Portrait by Dean McCartney
David Harrison introduces Guy Keulemans, one of 10 nominees for the Temple & Webster Emerging Designer Award 2014. Voting starts on 2 May 2014.
Initially studying Humanitarian Design at Eindhoven in the Netherlands, Guy Keulemans is currently completing a PhD in experimental product design at the University of New South Wales’ College of Fine Art, where he also lectures on design research in the Masters program. His cerebral approach to design looks at the underlying motives for a products existence, preferring to research and experiment rather than just design and make. His preoccupation is ‘repair’ and how examination of destruction and items in need of repair can lead to new product concepts with a well-developed sense of history, sustainability and purpose. His projects have involved photo-luminescent repairs to ceramics, casting concrete cobblestones for road paving and casting copper ice cream scoops.
Guy recreated the classic aluminium ice cream scoop in copper, a more thermo-conductive material, then supplemented the imperfect results with tin and resin for an interesting and contradictory aesthetic. Image – Dean McCartney.
What is your biggest motivator, muse or inspiration when you are designing?
It really varies between projects, but in general I look for creating an unexpected perception or sensation.

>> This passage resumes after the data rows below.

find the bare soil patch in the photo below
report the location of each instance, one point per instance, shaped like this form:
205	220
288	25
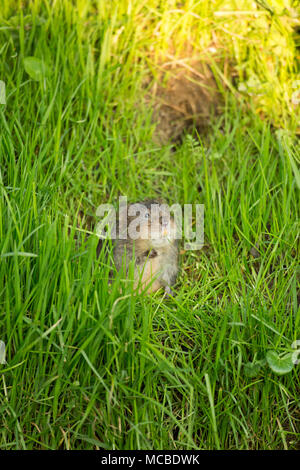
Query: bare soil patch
186	97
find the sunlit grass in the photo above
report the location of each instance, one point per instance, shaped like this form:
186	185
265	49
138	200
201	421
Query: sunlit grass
88	364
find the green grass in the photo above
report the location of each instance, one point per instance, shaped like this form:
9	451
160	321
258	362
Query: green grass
91	365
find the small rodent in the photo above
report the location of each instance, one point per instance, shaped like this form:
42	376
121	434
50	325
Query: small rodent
154	246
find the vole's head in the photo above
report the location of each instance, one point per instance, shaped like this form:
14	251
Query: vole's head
151	222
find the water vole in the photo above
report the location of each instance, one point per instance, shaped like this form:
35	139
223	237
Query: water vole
146	234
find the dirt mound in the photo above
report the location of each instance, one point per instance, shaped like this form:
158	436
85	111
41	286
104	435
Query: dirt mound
185	98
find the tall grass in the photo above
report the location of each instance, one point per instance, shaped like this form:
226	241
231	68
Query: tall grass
88	364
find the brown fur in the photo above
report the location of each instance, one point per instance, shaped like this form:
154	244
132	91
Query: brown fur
155	258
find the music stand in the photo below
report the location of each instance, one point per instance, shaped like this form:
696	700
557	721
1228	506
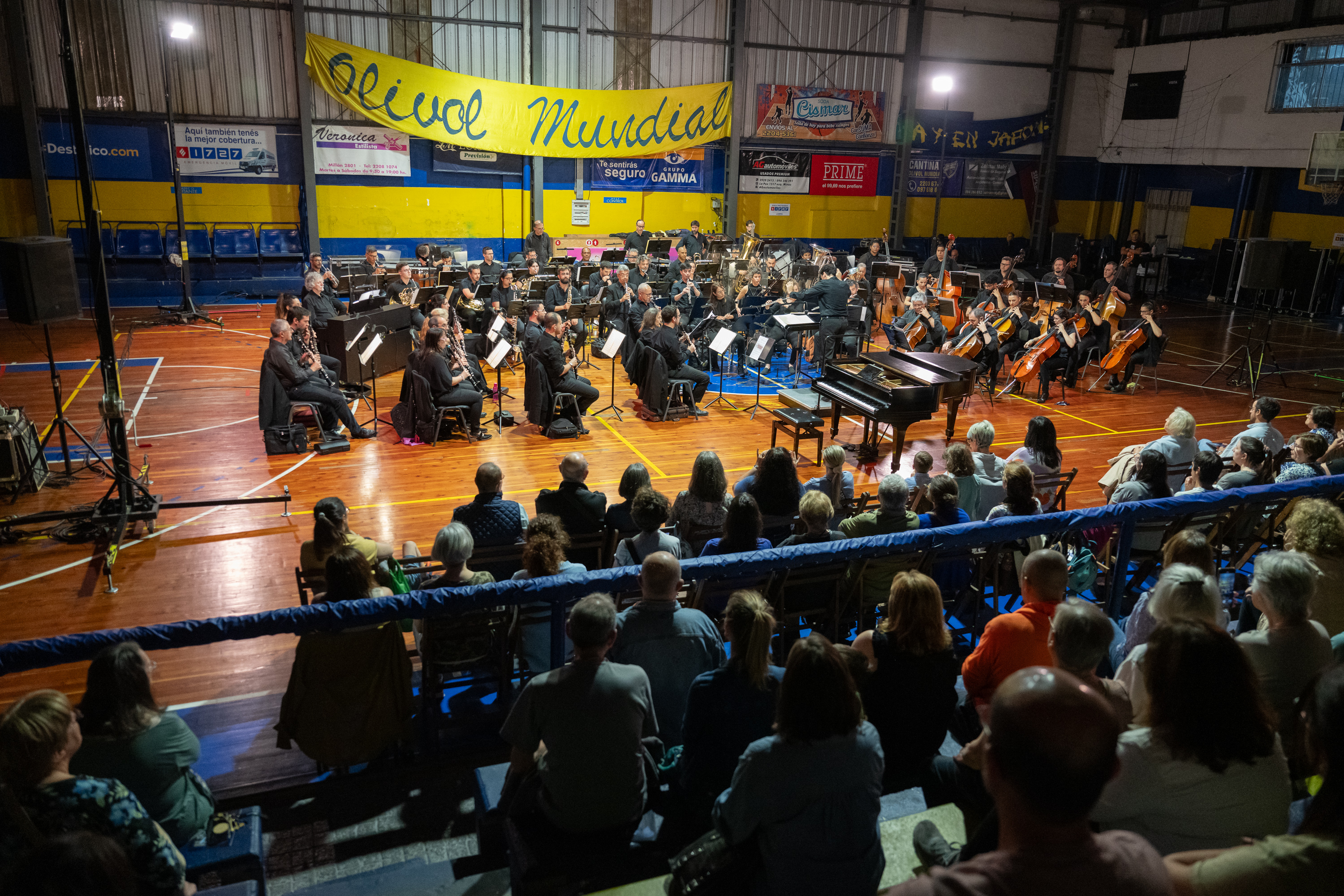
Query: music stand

This is perhaps why some of my projects change in style from one to the next.
‘Archaeologic’ – a ceramic bowl repaired with photoluminescent pigment. Image – Dean McCartney.
What has been the single most pivotal point or event in your design life so far?
I don’t know if this is the most pivotal experience, but it’s certainly an early one. When I was 10 or so, I was in a restaurant with my grandfather, listening to him talk to another architect about deconstructionism. I asked him what it was and he spent half an hour explaining by drawing diagrams on napkins. I could barely grasp the idea at the time, but later in life I developed a love for the relationship between concepts and aesthetics, so I think it was formative.
What existing object or piece of furniture do you wish you had designed?
Currently I’m fascinated with Thomas Thwaites’ handmade toaster – it’s hardly usable, but fascinating for the way it opens up a comprehension of industrial manufacturing systems. A lot of what Formafantasma do is inspirational for its rigorous and critical take on politics and history.
Slashboxes – beveled wooden cubes covered in polyurethane laquer, with one side damaged and inset with virgin cork tiling. Image – Guy Keulemans.
You studied at Eindhoven and this shows in your work with your interest in more abstract ideas rather than simple products. Can these more cerebral concepts lead to commercially successful products?
I think there are designers that embed concepts into commercial products very well – Hella Jongerius from the Netherlands, for example. In Australia, that kind of design seems to have less of a niche at the moment, perhaps because at one end there is an art market suspicious of functional or commercial constraints and at the other end design buyers who don’t want intellectualism shoved down their throats. But conceptual design doesn’t have to be overstated. Henry Wilson and Trent Jansen are two great, local, conceptually-minded designers who have achieved success without pretension. For me, right now, commercial markets are not a priority, however. I think its important to gauge work by that metric, just not that metric alone.
The Smash Repair Table is constructed with ‘break lines’ to generate continuous cycles of smash and repair. Watch the first 3 smashes on video.
What sparked your interest in the concept of repair that is a recurring theme in your work?
Obsolescence. Shitty products that break without easy recourse to repair. From personal experience and what I observe. Repair is a neglected tactic for fighting excessive production and consumption and the environmental problems they cause. An important concern for me is to elevate repair beyond its functional basis and into the transformative dimension.
One old chair was cut apart and rebuilt into 2 chairs with the addition of 6mm steel rod – a kind of intensive repair, but also a way to forge new identity for an object made anonymous by the passing decades. Images – Guy Keulemans.
Do you feel an affinity with the wabi sabi notion of beauty in imperfection, as found in your ice cream scoop project where the limitations of the copper casting process make for a unique and intriguing product?
Wabi sabi has been an interest since my earliest works in product design. And I think there are other Japanese aesthetic traditions which have potential for informing Australian design. For example, mono no aware, a sensitivity to the vicissitudes and ephemera of life, has a capacity to help us value, understand and care for objects. My partner Kyoko Hashimoto, and her parents Kiyotaka and Kumiko Hashimoto, are artisan-designers with practices which blend Japanese aesthetics and Australian influences. I’m very lucky to be in dialogue with them.